1. A primeira parábola é a do administrador infiel. Um homem rico tinha um administrador, que foi denunciado por ter dissipado os seus bens. Chamado a prestar contas e percebendo que ia ser demitido, reflectiu: "Que farei, visto que o meu patrão me tira o emprego? Lavrar a terra? Não posso. Mendigar? Tenho vergonha. Já sei o que vou fazer, para que haja quem me receba em sua casa, quando for despedido. Chamou, pois, separadamente, a cada um dos devedores do seu patrão e perguntou ao primeiro: Quanto deves? Ele respondeu: Cem medidas de azeite. Disse-lhe: Toma a tua conta, senta-te depressa e escreve: cinquenta. Depois, perguntou ao outro: Tu, quanto deves? Respondeu: Cem medidas de trigo. Disse-lhe o administrador: Toma os teus papéis e escreve oitenta."

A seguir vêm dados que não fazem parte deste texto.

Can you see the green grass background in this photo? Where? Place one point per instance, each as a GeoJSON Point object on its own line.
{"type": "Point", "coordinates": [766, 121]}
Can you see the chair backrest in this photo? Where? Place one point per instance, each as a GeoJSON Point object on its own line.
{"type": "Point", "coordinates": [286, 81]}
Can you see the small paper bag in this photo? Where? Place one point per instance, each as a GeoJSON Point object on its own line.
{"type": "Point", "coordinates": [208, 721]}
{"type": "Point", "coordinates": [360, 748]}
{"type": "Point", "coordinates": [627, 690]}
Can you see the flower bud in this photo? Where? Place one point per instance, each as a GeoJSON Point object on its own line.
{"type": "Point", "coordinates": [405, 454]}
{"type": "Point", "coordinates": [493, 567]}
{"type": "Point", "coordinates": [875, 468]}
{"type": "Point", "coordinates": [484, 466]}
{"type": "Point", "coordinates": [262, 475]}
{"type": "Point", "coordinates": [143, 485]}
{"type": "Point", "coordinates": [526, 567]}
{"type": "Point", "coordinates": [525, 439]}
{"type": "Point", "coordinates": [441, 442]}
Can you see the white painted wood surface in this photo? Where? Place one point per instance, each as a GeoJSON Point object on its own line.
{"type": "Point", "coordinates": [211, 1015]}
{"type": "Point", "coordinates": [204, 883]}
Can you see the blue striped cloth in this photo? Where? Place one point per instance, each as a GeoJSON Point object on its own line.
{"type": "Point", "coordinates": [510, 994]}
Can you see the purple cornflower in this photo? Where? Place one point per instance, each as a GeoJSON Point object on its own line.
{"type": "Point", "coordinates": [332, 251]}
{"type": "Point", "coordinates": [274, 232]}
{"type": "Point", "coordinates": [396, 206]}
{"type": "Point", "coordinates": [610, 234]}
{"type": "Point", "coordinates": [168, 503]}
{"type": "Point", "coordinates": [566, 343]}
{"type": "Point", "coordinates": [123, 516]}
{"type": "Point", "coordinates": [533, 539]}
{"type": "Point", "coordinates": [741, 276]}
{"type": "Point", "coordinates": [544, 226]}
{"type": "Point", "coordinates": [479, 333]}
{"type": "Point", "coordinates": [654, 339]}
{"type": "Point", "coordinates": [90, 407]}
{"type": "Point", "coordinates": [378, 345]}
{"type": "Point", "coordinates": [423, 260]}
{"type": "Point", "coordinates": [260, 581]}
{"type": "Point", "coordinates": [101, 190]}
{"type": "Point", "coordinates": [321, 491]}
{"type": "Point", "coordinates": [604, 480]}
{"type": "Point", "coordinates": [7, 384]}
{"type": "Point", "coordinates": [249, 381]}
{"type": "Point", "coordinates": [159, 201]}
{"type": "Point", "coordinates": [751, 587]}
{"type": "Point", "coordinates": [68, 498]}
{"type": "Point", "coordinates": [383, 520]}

Quando se olha para o descalabro de bancos, défices brutais em obras públicas, corrupções em cadeia, conhecidas e desconhecidas, somos levados a perguntar quantas vezes esta parábola se tornou realidade entre nós. Até sem papéis.
2. A segunda parábola é a dos talentos. A um foram dados cinco talentos - talento era uma unidade monetária. E ele, negociando, ganhou outros cinco. O que recebeu dois ganhou outros dois. O que recebeu apenas um, foi cavar a terra e escondeu o dinheiro do seu senhor.
Quando o senhor voltou, prestaram contas. E os que tinham recebido cinco e dois talentos ouviram a sentença: "Muito bem, servo bom e fiel; já que foste fiel no pouco, confiar-te-ei muito. Vem regozijar-te com o teu senhor." Mas o que recebeu um só talento disse: "Senhor, sabia que és um homem duro, que colhes onde não semeaste e recolhes onde não espalhaste. Por isso, tive medo e fui esconder o teu talento na terra. Aqui está, toma o que te pertence." Sentença do senhor: "Servo mau e preguiçoso! Sabias que colho onde não semeio e que recolho onde não espalhei. Devias, pois, levar o meu dinheiro ao banco e, à minha volta, eu receberia com os juros o que é meu. Tirai-lhe este talento e dai-o ao que tem dez."
E seguem-se estas palavras terríveis: "Ao que tem dar-se-á e terá em abundância. Mas ao que não tem até o que tem lhe será tirado."
Ora, não é esta a lógica da Banca? Não se trata, evidentemente, de modo nenhum, de legitimar a preguiça e a inépcia. Mas não é uma constatação: os ricos cada vez mais ricos e os pobres cada vez mais pobres? Aí está o que os sociólogos denominam, precisamente a partir da parábola, o "efeito de Mateus": quem leu mais em criança tem mais possibilidades em adulto; com trabalhos e resultados iguais, os cientistas mais famosos serão mais citados do que os menos famosos; quem mais tem, em princípio, aumentará constantemente a sua riqueza.
3. Mas, no Evangelho, depois destas parábolas, vem o Juízo Final. Do que se trata é de revelar o essencial da história do mundo, na perspectiva de Deus. E o decisivo não são actos de culto, mas a justiça e a solidariedade : "Vinde, benditos de meu Pai, tomai posse do Reino que vos está preparado, porque tive fome e destes-me de comer; tive sede e destes-me de beber; era peregrino e acolhestes-me; nu e vestistes-me; enfermo e visitastes-me; estava na prisão e viestes ver-me."
Os justos não sabiam: "Senhor, quando foi que te vimos com fome e te demos de comer, com sede e te demos de beber, peregrino e te acolhemos, nu e te vestimos, enfermo ou na prisão e te fomos visitar?" E Cristo: "Todas as vezes que fizestes isto a um destes meus irmãos mais pequeninos foi a mim mesmo que o fizestes." O que se faz ao outro é feito a Cristo.
Entretanto, parece confirmar- -se cada vez mais o "efeito de Mateus": não está o fosso entre os ricos e os pobres cada vez mais fundo? Cuidado! A situação pode tornar-se explosiva.